Another way to locate an exception using the libm exception handling extensions is to enable logging of retrospective diagnostic messages regarding floating-point exceptions. When you enable logging of retrospective diagnostics, the system records information about certain exceptions. This information includes the type of exception, the address of the instruction that caused it, the manner in which it will be handled, and a stack trace similar to that produced by a debugger. The stack trace recorded with a retrospective diagnostic message contains only instruction addresses and function names; for additional debugging information such as line numbers, source file names, and argument values, you must use a debugger.

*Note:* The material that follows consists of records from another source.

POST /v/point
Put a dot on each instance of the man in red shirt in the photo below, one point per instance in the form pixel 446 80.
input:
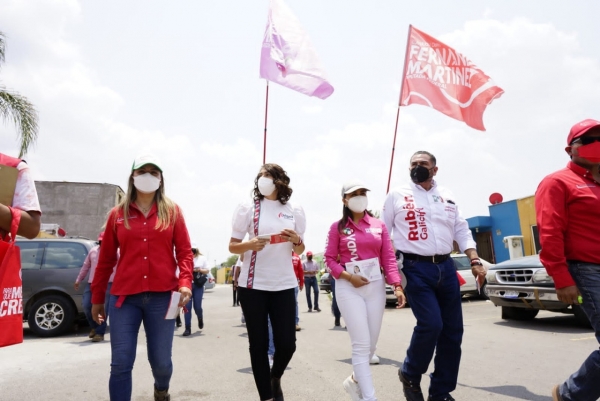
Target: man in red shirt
pixel 567 204
pixel 297 262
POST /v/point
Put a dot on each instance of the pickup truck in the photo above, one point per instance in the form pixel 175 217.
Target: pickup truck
pixel 522 287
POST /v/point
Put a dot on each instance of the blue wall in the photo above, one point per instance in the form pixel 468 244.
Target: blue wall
pixel 505 221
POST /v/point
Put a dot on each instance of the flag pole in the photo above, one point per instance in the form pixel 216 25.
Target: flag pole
pixel 265 133
pixel 398 112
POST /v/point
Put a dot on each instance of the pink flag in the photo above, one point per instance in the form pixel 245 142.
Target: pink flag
pixel 437 76
pixel 287 56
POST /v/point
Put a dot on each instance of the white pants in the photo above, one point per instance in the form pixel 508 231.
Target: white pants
pixel 362 309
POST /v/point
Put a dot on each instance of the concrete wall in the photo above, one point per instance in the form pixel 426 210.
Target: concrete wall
pixel 79 208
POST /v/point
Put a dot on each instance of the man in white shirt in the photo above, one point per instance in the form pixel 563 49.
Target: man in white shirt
pixel 310 281
pixel 424 222
pixel 25 199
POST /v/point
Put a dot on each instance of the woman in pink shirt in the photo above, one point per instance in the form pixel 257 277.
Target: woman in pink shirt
pixel 364 246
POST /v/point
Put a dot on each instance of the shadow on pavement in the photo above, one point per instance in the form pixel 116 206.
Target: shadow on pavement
pixel 519 392
pixel 552 324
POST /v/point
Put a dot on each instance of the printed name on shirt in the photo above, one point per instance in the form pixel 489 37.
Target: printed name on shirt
pixel 351 244
pixel 415 217
pixel 285 216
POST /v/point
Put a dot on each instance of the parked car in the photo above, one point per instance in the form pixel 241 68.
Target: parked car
pixel 463 266
pixel 49 268
pixel 325 282
pixel 522 287
pixel 210 282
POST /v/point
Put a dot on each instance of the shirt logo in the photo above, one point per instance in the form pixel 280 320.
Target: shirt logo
pixel 285 216
pixel 415 217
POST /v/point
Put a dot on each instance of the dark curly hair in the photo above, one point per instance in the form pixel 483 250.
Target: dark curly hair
pixel 280 179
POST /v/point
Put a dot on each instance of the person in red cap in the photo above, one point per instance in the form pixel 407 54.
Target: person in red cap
pixel 89 265
pixel 310 280
pixel 567 204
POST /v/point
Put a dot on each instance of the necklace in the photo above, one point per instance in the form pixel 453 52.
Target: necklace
pixel 144 209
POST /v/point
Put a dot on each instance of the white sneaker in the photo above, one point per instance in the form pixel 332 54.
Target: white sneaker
pixel 352 388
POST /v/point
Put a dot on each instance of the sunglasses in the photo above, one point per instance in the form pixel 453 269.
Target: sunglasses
pixel 586 140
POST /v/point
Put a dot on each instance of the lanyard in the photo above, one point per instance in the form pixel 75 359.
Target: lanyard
pixel 256 218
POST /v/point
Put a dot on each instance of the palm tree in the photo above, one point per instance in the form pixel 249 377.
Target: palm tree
pixel 17 108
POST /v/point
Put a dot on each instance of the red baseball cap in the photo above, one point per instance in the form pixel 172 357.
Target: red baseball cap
pixel 581 128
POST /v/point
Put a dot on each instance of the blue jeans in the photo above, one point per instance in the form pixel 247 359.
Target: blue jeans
pixel 197 294
pixel 434 295
pixel 297 315
pixel 87 308
pixel 311 282
pixel 334 308
pixel 583 384
pixel 149 308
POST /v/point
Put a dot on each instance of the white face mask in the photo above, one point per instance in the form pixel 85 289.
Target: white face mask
pixel 146 183
pixel 266 186
pixel 358 204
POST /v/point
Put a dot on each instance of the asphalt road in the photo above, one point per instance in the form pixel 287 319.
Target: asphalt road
pixel 502 360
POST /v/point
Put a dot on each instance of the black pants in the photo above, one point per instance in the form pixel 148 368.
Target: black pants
pixel 280 306
pixel 236 298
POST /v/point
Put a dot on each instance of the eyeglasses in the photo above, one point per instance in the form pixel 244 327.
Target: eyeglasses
pixel 586 140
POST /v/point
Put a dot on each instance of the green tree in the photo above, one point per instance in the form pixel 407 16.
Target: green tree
pixel 17 108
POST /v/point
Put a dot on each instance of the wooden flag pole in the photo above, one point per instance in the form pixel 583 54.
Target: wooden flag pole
pixel 265 133
pixel 398 112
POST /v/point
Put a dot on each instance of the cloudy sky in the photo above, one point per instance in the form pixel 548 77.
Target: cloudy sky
pixel 114 79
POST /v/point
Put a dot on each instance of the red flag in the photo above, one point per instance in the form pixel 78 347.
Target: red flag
pixel 437 76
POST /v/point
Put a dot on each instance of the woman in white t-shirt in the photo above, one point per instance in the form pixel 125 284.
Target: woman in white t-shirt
pixel 267 280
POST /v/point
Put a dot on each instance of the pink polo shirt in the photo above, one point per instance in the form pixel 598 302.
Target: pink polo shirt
pixel 365 240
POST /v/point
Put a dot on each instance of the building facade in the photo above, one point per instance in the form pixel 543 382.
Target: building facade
pixel 512 219
pixel 78 208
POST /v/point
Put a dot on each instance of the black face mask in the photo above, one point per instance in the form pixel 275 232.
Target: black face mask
pixel 419 174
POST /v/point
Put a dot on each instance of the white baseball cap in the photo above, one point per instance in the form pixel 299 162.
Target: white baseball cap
pixel 351 186
pixel 142 160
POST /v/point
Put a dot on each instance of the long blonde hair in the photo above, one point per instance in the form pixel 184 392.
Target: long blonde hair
pixel 168 211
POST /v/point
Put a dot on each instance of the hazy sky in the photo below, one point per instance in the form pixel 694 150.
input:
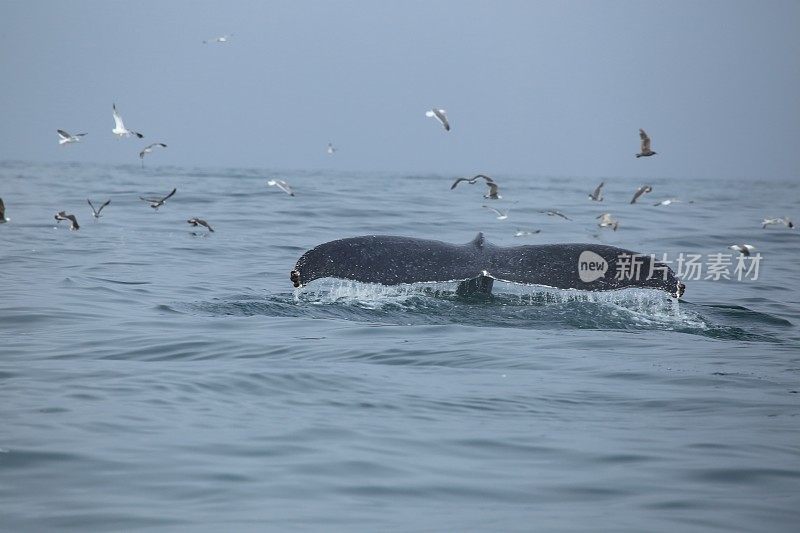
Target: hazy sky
pixel 539 88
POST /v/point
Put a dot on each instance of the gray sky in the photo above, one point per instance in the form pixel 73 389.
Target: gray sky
pixel 539 88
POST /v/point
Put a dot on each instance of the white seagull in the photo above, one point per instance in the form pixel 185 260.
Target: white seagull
pixel 96 212
pixel 441 116
pixel 744 249
pixel 606 221
pixel 782 220
pixel 149 148
pixel 119 128
pixel 66 138
pixel 555 213
pixel 597 195
pixel 501 215
pixel 221 39
pixel 200 222
pixel 155 201
pixel 491 194
pixel 668 201
pixel 73 222
pixel 282 185
pixel 644 189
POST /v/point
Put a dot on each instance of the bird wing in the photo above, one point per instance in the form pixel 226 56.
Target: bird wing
pixel 645 141
pixel 459 180
pixel 118 125
pixel 440 114
pixel 169 195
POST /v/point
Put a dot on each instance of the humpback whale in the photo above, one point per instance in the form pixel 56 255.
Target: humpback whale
pixel 393 260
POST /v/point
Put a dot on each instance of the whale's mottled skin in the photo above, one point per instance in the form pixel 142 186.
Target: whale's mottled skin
pixel 392 260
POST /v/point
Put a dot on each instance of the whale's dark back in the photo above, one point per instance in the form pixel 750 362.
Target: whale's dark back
pixel 391 260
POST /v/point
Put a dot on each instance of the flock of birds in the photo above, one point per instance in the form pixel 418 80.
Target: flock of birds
pixel 605 220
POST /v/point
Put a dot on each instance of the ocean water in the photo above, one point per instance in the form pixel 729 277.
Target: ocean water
pixel 155 379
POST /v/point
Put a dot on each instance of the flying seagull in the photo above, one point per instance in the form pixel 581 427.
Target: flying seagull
pixel 156 202
pixel 62 215
pixel 668 201
pixel 606 221
pixel 66 138
pixel 782 220
pixel 282 185
pixel 744 249
pixel 200 222
pixel 149 148
pixel 501 215
pixel 554 213
pixel 96 212
pixel 221 39
pixel 441 116
pixel 524 233
pixel 646 151
pixel 597 195
pixel 491 193
pixel 640 191
pixel 119 128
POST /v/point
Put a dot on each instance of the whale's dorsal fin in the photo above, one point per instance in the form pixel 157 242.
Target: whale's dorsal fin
pixel 478 241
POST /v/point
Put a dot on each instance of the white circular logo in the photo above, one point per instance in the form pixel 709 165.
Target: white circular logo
pixel 591 266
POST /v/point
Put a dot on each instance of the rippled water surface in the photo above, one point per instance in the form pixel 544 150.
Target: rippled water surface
pixel 155 378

The log of retrospective diagnostics does not contain information about every single exception that occurs; if it did, a typical log would be huge, and it would be impossible to isolate unusual exceptions. Instead, the logging mechanism eliminates redundant messages. A message is considered redundant under either of the following two circumstances:
The same exception has been previously logged at the same location, i.e., with the same instruction address and stack trace
FEX_NONSTOP mode is in effect for the exception and its flag has been previously raised.
In particular, in most programs, only the first occurrence of each type of exception will be logged. When FEX_NONSTOP handling mode is in effect for an exception, clearing its flag via any of the C99 floating-point environment functions allows the next occurrence of that exception to be logged, provided it does not occur at a location at which it was previously logged.

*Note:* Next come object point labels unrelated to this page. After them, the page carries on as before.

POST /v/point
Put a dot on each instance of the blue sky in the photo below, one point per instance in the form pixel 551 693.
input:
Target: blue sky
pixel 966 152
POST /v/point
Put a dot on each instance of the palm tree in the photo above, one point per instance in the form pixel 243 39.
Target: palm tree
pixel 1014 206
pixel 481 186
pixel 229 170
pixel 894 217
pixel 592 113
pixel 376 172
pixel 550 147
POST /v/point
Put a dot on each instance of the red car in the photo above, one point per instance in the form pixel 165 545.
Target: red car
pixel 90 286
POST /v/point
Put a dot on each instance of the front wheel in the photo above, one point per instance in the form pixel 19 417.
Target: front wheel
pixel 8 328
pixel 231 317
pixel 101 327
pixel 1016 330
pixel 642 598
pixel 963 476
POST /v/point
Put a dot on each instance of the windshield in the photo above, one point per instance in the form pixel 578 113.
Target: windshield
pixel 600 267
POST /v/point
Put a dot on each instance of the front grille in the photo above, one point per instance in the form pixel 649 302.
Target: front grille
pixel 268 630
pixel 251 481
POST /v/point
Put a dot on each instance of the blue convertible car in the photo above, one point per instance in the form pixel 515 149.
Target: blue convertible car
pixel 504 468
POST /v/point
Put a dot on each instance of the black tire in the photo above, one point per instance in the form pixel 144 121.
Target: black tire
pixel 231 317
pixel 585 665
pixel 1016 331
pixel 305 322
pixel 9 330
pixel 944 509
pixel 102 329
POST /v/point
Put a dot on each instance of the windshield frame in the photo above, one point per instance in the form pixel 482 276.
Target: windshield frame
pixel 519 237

To enable logging, use the fex_set_log function to specify the file to which messages should be delivered. For example, to log messages to the standard error file, use:
fex_set_log(stderr);
The following code example combines logging of retrospective diagnostics with the shared object preloading facility illustrated in the previous section. By creating the following C source file, compiling it to a shared object, preloading the shared object by supplying its path name in the LD_PRELOAD environment variable, and specifying the names of one or more exceptions (separated by commas) in the FTRAP environment variable, you can simultaneously abort the program on the specified exceptions and obtain retrospective diagnostic output showing where each exception occurs.

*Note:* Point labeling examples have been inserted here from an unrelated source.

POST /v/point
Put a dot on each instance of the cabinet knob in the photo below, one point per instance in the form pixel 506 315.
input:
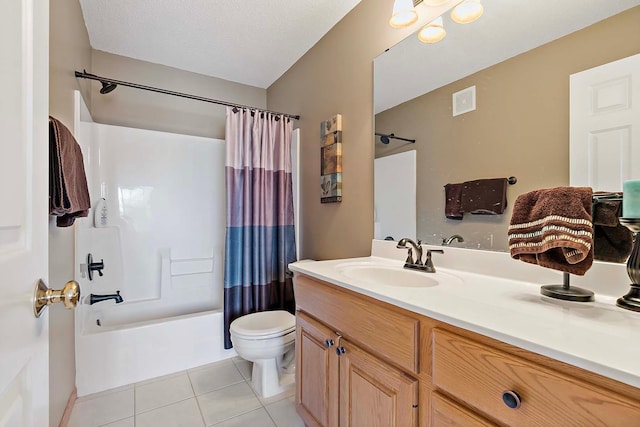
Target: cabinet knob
pixel 511 399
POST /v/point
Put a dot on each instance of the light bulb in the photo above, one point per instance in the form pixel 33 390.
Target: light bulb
pixel 433 32
pixel 467 11
pixel 404 14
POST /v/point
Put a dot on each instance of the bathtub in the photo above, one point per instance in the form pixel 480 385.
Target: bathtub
pixel 120 353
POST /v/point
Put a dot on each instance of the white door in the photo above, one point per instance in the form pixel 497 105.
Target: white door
pixel 605 125
pixel 394 182
pixel 24 344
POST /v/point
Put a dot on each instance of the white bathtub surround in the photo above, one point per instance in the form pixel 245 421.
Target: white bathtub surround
pixel 113 356
pixel 211 395
pixel 500 298
pixel 163 249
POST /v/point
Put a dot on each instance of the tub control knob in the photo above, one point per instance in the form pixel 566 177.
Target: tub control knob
pixel 69 295
pixel 511 399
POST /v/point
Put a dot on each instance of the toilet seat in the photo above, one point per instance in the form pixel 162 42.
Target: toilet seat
pixel 263 325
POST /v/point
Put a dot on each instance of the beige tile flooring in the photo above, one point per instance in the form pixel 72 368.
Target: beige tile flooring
pixel 218 395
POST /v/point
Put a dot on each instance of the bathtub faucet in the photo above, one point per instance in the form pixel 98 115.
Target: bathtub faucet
pixel 93 298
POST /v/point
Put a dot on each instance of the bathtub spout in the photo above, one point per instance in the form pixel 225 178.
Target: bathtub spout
pixel 93 298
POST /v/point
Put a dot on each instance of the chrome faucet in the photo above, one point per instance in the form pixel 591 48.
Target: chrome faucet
pixel 410 262
pixel 428 264
pixel 93 298
pixel 449 240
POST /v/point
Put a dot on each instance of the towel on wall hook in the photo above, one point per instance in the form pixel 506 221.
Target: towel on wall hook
pixel 68 192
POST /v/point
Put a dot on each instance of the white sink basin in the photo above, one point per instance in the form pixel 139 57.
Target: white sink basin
pixel 395 275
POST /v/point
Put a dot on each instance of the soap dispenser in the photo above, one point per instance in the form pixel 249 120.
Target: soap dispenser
pixel 100 214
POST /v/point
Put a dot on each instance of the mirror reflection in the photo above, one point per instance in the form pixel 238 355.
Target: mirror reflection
pixel 518 61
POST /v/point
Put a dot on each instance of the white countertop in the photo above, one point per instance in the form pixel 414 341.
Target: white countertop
pixel 597 336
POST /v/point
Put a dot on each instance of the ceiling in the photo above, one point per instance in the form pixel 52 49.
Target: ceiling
pixel 506 29
pixel 252 42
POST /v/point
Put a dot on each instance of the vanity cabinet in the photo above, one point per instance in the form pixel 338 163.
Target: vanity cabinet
pixel 338 382
pixel 363 362
pixel 518 392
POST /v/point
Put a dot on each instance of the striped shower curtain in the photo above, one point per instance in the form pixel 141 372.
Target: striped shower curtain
pixel 260 240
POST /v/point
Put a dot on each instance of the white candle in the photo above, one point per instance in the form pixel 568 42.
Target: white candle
pixel 631 199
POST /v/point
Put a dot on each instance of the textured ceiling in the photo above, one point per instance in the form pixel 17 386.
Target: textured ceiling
pixel 507 28
pixel 251 42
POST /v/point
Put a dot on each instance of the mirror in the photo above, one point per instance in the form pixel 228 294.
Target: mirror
pixel 519 59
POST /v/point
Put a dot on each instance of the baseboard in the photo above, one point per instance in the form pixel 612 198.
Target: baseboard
pixel 67 410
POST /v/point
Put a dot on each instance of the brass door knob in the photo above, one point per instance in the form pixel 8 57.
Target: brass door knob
pixel 69 295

Example 4-3 Combined Logging of Retrospective Diagnostics With Shared Object Preloading#include <stdio.h>
#include <stdlib.h>
#include <string.h>
#include <fenv.h>
static struct ftrap_string {
const char *name;
int value;
} ftrap_table[] = {
{ "inexact", FEX_INEXACT },
{ "division", FEX_DIVBYZERO },
{ "underflow", FEX_UNDERFLOW },
{ "overflow", FEX_OVERFLOW },
{ "invalid", FEX_INVALID },
{ NULL, 0 }
};
#pragma init (set_ftrap)
void set_ftrap()
{
struct ftrap_string *f;
char *s, *s0;
int ex = 0;
if ((s = getenv("FTRAP")) == NULL)
return;
if ((s0 = strtok(s, ",")) == NULL)
return;
do {
for (f = ftrap_table[0]; f->name != NULL; f++) {
if (!strcmp(s0, f->name))
ex |= f->value;
}
} while ((s0 = strtok(NULL, ",")) != NULL);
fex_set_handling(ex, FEX_ABORT, NULL);
fex_set_log(stderr);
}
Using the preceding code with the example program given at the beginning of this section produces the following results on SPARC-based systems:
env FTRAP=invalid LD_PRELOAD=./init.so a.out Floating point invalid operation (sqrt) at 0x7fa98398 __sqrt, abort 0x7fa9839c __sqrt 0x00010880 sqrtm1 0x000108ec main Abort
The preceding output shows that the invalid operation exception was raised as a result of a square root operation in the routine sqrtm1.
As noted above, to enable trapping from an initialization routine in a shared object on x86 platforms, you must override the standard __fpstart routine.
Appendix A, Examples gives more examples showing typical log outputs. For general information, see the fex_set_log(3m) man page.